IBM ThinkPad R60 Battery
IBM ThinkPad T60 Battery
IBM ThinkPad T41 Battery
IBM ThinkPad T43 Battery
IBM ThinkPad X40 Battery
Thinkpad x24 battery
ThinkPad G41 battery
IBM thinkpad r52 battery
Thinkpad x22 battery
IBM thinkpad t42 battery
IBM thinkpad r51 battery
Thinkpad r50 battery
IBM thinkpad r32 battery
Thinkpad x41 battery
SONY VGP-BPS2 Battery
SONY VGP-BPS2C Battery
SONY VGP-BPS5 battery
SONY VGP-BPL2C battery
SONY VGP-BPS2A battery
SONY VGP-BPS2B battery
SONY PCGA-BP1N battery
SONY PCGA-BP2E battery
SONY PCGA-BP2NX battery
SONY PCGA-BP2S battery
SONY PCGA-BP2SA battery
SONY PCGA-BP2T battery
SONY PCGA-BP2V battery
SONY PCGA-BP4V battery
SONY PCGA-BP71 battery
SONY PCGA-BP71A battery
SONY VGP-BPL1 battery
SONY VGP-BPL2 battery

Anonymous said...

guoweigangSpeaking to the Ed Hardy Sale Gazette earlier this year, Mr abercrombie and fitch Gifford said he was hopeful ed hardy clothing the company could rally. He said: "I am Abercrombie Outlet reasonably confident that there are investors out there who will support us. It's a great company. We just need to get the financial side in order."I am sure we can recover the position of the number one company in the market."

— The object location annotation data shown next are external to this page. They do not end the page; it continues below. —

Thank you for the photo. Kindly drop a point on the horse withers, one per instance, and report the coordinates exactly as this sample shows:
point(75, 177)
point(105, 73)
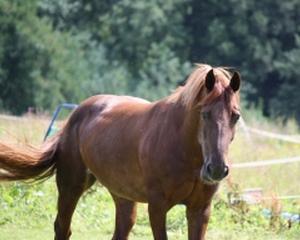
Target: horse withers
point(168, 152)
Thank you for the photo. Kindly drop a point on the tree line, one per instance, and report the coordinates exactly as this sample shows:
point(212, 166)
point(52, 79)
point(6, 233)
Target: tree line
point(53, 51)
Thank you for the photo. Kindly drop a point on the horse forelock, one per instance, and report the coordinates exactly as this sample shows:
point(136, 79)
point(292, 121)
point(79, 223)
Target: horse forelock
point(193, 93)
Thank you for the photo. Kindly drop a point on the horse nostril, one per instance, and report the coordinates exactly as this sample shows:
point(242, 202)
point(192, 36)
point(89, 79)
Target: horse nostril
point(226, 171)
point(209, 169)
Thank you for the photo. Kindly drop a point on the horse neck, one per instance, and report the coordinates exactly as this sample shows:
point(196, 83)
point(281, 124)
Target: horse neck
point(186, 122)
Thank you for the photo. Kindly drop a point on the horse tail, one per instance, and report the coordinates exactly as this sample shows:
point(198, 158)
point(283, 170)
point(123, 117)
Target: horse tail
point(28, 162)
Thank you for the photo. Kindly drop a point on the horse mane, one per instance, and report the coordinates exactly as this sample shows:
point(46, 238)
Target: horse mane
point(190, 93)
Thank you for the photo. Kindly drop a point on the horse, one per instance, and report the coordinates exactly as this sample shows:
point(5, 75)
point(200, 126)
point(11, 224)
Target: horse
point(168, 152)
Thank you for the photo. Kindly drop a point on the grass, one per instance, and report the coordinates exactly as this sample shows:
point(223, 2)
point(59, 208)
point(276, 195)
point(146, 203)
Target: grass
point(27, 211)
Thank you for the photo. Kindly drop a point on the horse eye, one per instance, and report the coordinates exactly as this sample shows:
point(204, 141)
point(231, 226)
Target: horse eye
point(235, 117)
point(206, 115)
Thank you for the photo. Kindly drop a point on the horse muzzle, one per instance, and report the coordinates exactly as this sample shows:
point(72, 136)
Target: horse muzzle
point(213, 173)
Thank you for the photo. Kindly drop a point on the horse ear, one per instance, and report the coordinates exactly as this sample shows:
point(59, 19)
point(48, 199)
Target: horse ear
point(210, 80)
point(235, 81)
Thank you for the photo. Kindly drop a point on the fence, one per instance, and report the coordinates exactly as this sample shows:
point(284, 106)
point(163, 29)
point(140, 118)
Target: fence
point(276, 176)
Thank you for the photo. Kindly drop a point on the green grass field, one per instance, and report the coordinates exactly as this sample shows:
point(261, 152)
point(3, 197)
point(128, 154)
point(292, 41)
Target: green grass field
point(28, 211)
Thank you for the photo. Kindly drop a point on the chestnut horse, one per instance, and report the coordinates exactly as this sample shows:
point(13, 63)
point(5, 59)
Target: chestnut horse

The corporate clothing firm employs 220 people Ed Hardy store in Thornbury and a further 50 in nearby Aztec West. Nationally, at shops and warehouses, the company employs nearly 500 people.
Alexandra Plc first started as a small shop in Bristol, in 1854. The company started to sell work wear in the 1950s and was first floated on the stock market in 1985.